REAMDE

“Completely at random?”

 

 

“No,” Richard said, “I think that there is a selection mechanism and that it’s based on…”—he was about to say color, but again, he didn’t want to tip Corvallis off—“taste.”

 

“Okay,” Corvallis said, stalling for time while he thought about it. “So your fifty-five to sixty rich farmer with college degree who reads lots of books by Don Donald … he’d be on one side of the taste line.”

 

“Yeah. Who is on the other side?”

 

“Not hard to guess.”

 

“Bring me hard facts though, once you’re done guessing.”

 

“Any particular deadline?”

 

“My GPS tells me I’m two hours from Nodaway.”

 

“De gustibus non est disputandum.”

 

 

 

 

 

Day 0

 

 

 

SCHLOSS HUNDSCHüTTLER

 

Elphinstone, British Columbia

 

 

 

 

Four months later

 

“Uncle Richard, tell me about the…”—Zula faltered, then averted her gaze, set her jaw, and plowed ahead gamely—“the Apostropo…”

 

“The Apostropocalypse,” Richard said, mangling it a little, since it was hard to pronounce even when you were sober, and he had been hanging out in the tavern of Schloss Hundschüttler for a good part of the day. Fortunately there was enough ambient noise to obscure his troubles with the word. This was the last tolerable week of skiing season. All the rooms at the Schloss had been reserved and paid for more than a year ago. The only reason that Zula and Peter had been able to come here at all was that Richard was letting them sleep on the fold-out couch in his apartment. The tavern was crowded with people who were, by and large, very pleased with themselves, and making a concomitant amount of noise.

 

Schloss Hundschüttler was a cat-skiing resort. They had no lifts. Guests were shuttled to the tops of the runs in diesel-powered tractors that ran over the snow on tank treads. Cat skiing had a whole different feel from Aspen-style ski areas with their futuristic hovering techno-infrastructure of lifts.

 

Though it was less expensive and glamorous than heli-skiing, cat skiing was more satisfactory for truly hard-core skiers.
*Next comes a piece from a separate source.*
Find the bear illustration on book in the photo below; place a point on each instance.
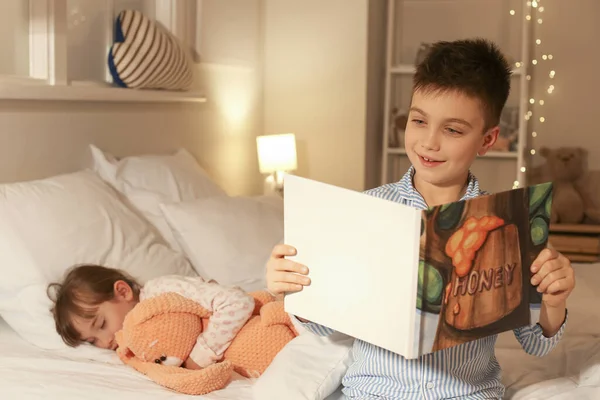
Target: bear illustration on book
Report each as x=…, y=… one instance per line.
x=475, y=258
With heli-skiing, all the conditions had to be just right. The trip had to be planned out in advance. With cat skiing, it was possible to be more extemporaneous. The diesel-scented, almost Soviet nature of the experience filtered out the truly hyperrich glamour seekers drawn to the helicopter option, who tended to be a mixture of seriously fantastic skiers and the more-money-than-brains types whose frozen corpses littered the approaches to Mt. Everest.

 

All of which was water long, long under the bridge for Richard and for Chet, who, fifteen years ago, had had to suss out all these tribal divisions in the ski bum market in order to write a coherent business plan for the Schloss. But it explained much about the style of the lodge, which might have been flashier, more overtly luxurious, had it been aimed at a different segment of the market. Instead, Richard and Chet had consciously patterned its style after small local ski areas of British Columbia that tended to be more rough-and-ready, with lifts and racks welded together by local people who happened to be sports fanatics. It was designed to be less polished, less corporate in its general style than south-of-the-border areas, and as such it didn’t appeal to all, or even most, skiers. But by the same token, the ones who came here appreciated it all the more, felt that merely being in the place marked them out as truly elite.

 

In one corner was a group of half a dozen ridiculously expert skiers—manufacturers’ reps for ski companies—very drunk, since they had spent the day up on the high powder runs scattering the ashes of a friend who had ODed on the same drug that had killed Michael Jackson. At another table were some Russians: men in their fifties, still half in ski clothes, and younger women who hadn’t been skiing at all. A young film actor, not of the first rank but apparently considered to be really hip at the moment, was taking it easy with three slightly less glamorous friends. At the bar, the usual complement of guides, locals, and cat mechanics had turned their backs on the crowd to watch a hockey game with the sound turned off.

 

“The Apostropocalypse is to the current realignment in T’Rain what the Treaty of Versailles was to the Second World War,” said Richard, deliberately mocking the tone of a Wikipedia contributor in hopes that the others would get it.